On her first bad experience in the garment center: “My mother said get a job or I’m going to put a lock on the refrigerator. I walked in all excited to show my portfolio and this guy had his feet up on the desk, eating a tuna sandwich. He said to put the portfolio down and then asked me to turn around. White noise, what do I do?” Apparently she turned then ran out of the room and decided to work in the travel industry where she was first introduced to the Univac computer and to London.
On London in the mid ’60s: “I stayed in a boarding house on Kings Road. Everything was gray outside but the color, music, films, people, environment gave me the chills. It was me, understanding who I was through the revelation. I came back to New York and opened a basement store on 53rd St. with clothes I brought back from London. Then I decided I would try to make the pattern myself.”

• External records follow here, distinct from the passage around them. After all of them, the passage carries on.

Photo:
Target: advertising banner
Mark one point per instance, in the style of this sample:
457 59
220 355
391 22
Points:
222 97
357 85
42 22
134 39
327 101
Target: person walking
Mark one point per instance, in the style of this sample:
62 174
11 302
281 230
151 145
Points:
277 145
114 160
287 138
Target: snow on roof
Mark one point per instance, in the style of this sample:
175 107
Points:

On generational shifts in fashion and the women’s movement: “In every decade there’s a new influence — the bodies are different. In the ’60s Twiggy had no muscle tone. In the ’70s through the Who Am I? revolution, I learned that I could run a business. Women had no voice, they expected men to take care of everything. I have letters thanking me for showing women that they could do this — make it on their own. I needed to make sure women felt good about themselves. We have an astounding power to change the world when we feel good in what we wear and when we take our clothes off through health and fitness.”

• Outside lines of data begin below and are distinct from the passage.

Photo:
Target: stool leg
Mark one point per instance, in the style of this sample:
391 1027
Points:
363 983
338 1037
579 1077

On being touched by her customers: “I love the stories of what you wore, where you wore it and what happened. Women tell me these stories about the clothes as a marker in their lives. It’s very impactful for me. I am living my dream.” And working on a new book due out around the end of the year.
|The original 1976 diaper swimsuit|
On the influence of dance in her work: Norma spoke of costuming “The Wiz” and “Come Fly With Me” as well as her work with Lycra for clothing worn to dance at Studio 54. “I worked with circus fabric and girdle fabric for dance, movement, swimwear. I had invented a swimsuit out of one piece of fabric that you wrapped around called the diaper swimsuit. One of the most creative people, Victor Hugo (design director for Halston) had the diaper suit on the cover of TIME magazine (which Halston was credited for). In order to make it up to me he invited me to Halston’s house while Halston was away. I didn’t want to go but finally I agreed. He told me to sit down on this ottoman and he dropped a parachute on my head. ‘I know you can do something with this’ he said. I made the jumpsuit that he wore dancing every night. I dyed them every color. Diana Vreeland put then in the Met Museum exhibit of clothing from living designers.”
On Karaoke nights: “Singing is important as part of wellness. Laughing, singing, dancing are so therapeutic.”
On the future of retailing/merchandising: During the Q & A someone mentioned that her shop resembles a gallery with mannequins lined up to greet you when you walk in. Norma dislikes clothing on hangers and wants as many mannequins as possible. The merchandise is color coded and completely computer integrated — she wants her customer to be like her and order everything online. “Try on swimsuits at home. I don’t want you to ask women to get naked here where they’re not comfortable. This is the generation that buys everything online. We’re all in this big fantastic transition. This revolution is beyond the ’60s in megawatts. The Millennials and Gen Z — I totally love the Gen Z’s. We’re all lucky to be a part of it. We have to be a part of it.”
Lastly, Norma’s long time friend Nancy gave a testimonial to a staple in her wardrobe, an original sleeping bag coat: “Men have come and gone but the coat has stayed.”